The S&P 500 had been down much further, but rallied back 1% after 2PM. VIX too was drastically higher before the 2PM reversal.  Oil had been down prior to 2PM and staged a late day rally to finish up nearly 4% at the close.  It is likely that the stock market followed oil higher.  Oil bounced up from a long term trend line going all the way back to 1999 so perhaps oil will rally for a while.  That could carry stocks with it.  Let’s hope…
 
Tomorrow could be an important day to see if the markets signal a move significantly lower, or it’s possible they may signal good news with a short term bottom. The S&P 500 is only about 2% above the 200-dMA and that is a support level if the markets break lower.
 
RSI, (SMA-14)
Relative Strength (that measures the size of up vs. down moves) cycles between tops and bottoms on a 14-day moving average basis.  It remains close to oversold so it still looks like the downturn is likely to reverse before it swings into a full-blown correction.  That’s far from an endorsement though, because RSI can remain oversold for some time, assuming it does get to an oversold level.
 
MARKET INTERNALS (NYSE DATA)
The 10-day moving average of the percentage of stocks advancing (NYSE) remained 48% at the close Wednesday.  (A number below 50% is usually BAD news for the markets.) New-lows outpaced New-highs Wednesday. The spread (new-highs minus new-lows) was minus-86 (It was +81 Tuesday).  The 10-day moving average of change in the spread was down to minus-16. In other words, over the last 10-days, on average, the spread has DECREASED by 16-each day.

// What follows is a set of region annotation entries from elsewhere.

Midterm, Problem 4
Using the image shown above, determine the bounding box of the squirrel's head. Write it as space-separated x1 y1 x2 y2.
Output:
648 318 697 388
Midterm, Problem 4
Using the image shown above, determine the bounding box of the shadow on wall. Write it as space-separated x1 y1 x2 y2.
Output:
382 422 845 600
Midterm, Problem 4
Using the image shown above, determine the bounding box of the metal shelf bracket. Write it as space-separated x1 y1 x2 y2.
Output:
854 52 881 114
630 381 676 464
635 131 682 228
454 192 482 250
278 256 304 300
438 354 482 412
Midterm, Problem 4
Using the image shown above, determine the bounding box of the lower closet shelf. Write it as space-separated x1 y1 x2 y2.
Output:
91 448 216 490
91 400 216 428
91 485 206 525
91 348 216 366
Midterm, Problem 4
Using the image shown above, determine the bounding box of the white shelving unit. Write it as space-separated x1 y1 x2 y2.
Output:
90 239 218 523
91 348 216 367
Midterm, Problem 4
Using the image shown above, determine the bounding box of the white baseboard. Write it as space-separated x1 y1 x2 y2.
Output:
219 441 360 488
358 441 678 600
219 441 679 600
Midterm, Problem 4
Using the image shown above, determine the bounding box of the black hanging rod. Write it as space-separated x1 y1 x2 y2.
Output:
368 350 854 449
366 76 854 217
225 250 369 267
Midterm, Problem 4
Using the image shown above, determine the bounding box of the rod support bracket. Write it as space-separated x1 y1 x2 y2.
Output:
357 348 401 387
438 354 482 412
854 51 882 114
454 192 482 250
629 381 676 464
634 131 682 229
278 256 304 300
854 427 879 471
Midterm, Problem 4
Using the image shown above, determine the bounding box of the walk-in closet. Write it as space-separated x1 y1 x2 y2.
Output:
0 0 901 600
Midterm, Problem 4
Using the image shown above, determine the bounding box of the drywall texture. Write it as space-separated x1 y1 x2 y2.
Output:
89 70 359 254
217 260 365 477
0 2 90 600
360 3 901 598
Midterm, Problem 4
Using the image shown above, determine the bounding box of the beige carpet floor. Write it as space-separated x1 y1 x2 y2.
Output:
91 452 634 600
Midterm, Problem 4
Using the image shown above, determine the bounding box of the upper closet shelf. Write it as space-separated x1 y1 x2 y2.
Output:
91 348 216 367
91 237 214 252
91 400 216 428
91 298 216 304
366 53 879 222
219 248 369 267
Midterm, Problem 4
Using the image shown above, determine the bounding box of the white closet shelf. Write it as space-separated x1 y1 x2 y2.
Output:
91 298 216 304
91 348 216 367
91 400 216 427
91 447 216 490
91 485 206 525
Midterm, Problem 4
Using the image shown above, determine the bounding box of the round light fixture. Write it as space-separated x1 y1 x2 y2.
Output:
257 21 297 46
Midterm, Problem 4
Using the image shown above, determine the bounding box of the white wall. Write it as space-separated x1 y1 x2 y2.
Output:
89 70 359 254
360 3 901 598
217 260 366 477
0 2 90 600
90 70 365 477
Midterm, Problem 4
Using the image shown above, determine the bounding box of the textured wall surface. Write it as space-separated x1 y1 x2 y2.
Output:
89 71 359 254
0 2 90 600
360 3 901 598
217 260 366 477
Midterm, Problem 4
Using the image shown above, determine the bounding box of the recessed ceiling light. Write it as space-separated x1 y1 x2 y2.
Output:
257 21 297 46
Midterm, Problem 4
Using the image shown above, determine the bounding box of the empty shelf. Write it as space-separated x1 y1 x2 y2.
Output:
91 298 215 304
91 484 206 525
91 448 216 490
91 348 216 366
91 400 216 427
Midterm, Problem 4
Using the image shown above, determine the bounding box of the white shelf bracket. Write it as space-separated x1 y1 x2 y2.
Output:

Internals switched to neutral on the market because the up volume is trending up. At least the news is not ALL bad.
 
Market Internals are a decent trend-following analysis of current market action, but should not be used alone for short term trading. They are usually right, but they are often late.  They are most useful when they diverge from the Index.  In 2013, using these internals alone would have made a 16% return vs. 30% for the S&P 500 (in on Positive out on Negative – no shorting).  Of course, few trend-following systems will do well in an extreme low-volatility, straight-up year like 2013.
 
NTSM                                                            
Wednesday, the long-term NTSM system analysis remained HOLD. The VIX and VOLUME indicators remain negative; Price is positive; other indicators are neutral.

MY INVESTED STOCK POSITION
I remain fully invested at 50% invested in stocks. 50% is conservative, but appropriate for a retired guy.